InnerEye-DeepLearning
InnerEye-DeepLearning copied to clipboard
Add file synchronization support for multiple nodes
How can we synchronize files that are written during multi-node training?
- At the end of training, each node reads the file in question, turns in to byte tensor
- Synchronize the tensor length, compute the maximum
- Each node then pads its tensor to the maximum length, and synchronizes that across all GPUs
- Node 0 can read the synced tensor, and knows the length of each tensor before padding. Can hence un-pad, turn from bytes to string and recover the file contents All of this should be wrapped into a helper class that hides all the mess:
- At the start of training, each node would create this wrapper, specifying a file name and what node rank it is running on.
- The wrapper would provide a temporary file path for the training loop to write contents into.
- When training is done, a .sync() method on the wrapper can be called, that calls the magic, and node 0 would then write the joined up file contents.

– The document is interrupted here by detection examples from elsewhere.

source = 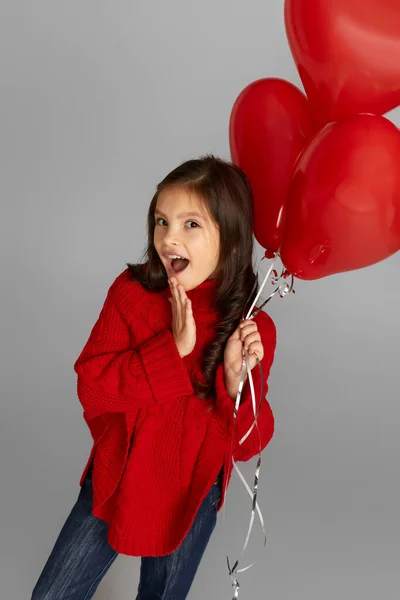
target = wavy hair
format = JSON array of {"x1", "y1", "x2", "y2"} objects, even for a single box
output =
[{"x1": 126, "y1": 154, "x2": 259, "y2": 406}]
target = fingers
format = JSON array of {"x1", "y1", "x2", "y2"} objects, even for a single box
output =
[
  {"x1": 239, "y1": 319, "x2": 264, "y2": 360},
  {"x1": 168, "y1": 277, "x2": 191, "y2": 326}
]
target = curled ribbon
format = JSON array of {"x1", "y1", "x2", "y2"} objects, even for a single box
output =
[{"x1": 223, "y1": 250, "x2": 295, "y2": 600}]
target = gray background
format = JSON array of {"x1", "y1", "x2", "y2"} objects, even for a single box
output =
[{"x1": 0, "y1": 0, "x2": 400, "y2": 600}]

- Additional flags could be added to strip off the first line of each file that is not from node 0 (header line for CSV files)
helper function for sync:
from pl_bolts.models.self_supervised.simclr.simclr_module import SyncFunction
def synchronize_across_gpus(tensor: torch.Tensor) -> torch.Tensor:
"""
Synchronizes a tensor across all GPUs, if distributed computation is enabled. The tensors from all GPUs are stacked
up along the batch dimension (dim=0) using torch.cat. If no distributed setup is available, return the argument
unchanged.
:param tensor: The tensor that should be synchronized, of size [B, ...]
:return: If torch.distributed is enabled, return a tensor of size [B * num_GPUs, ...]. If not distributed,
return the argument of size [B, ...] unchanged.
"""
if torch.distributed.is_available() and torch.distributed.is_initialized():
synced = SyncFunction.apply(tensor)
return synced
return tensor
(from https://github.com/microsoft/InnerEye-DeepLearning/blob/antonsc/diceloss/InnerEye/ML/models/losses/soft_dice.py)
could I work on this?
Hi @aryasoni98, thanks for your interest in picking up this task! @ant0nsc has done a great job summarizing the requirements, but I'm happy to clarify further if needed.
For some context, so far we've dealt with the issue of multiple nodes writing to the same file by creating unique files per node (see here for example). The files are created within the lightning modules, so we retrieve the global rank from the trainer to create unique files. We don't yet have any code that syncs these files across nodes to create a single file.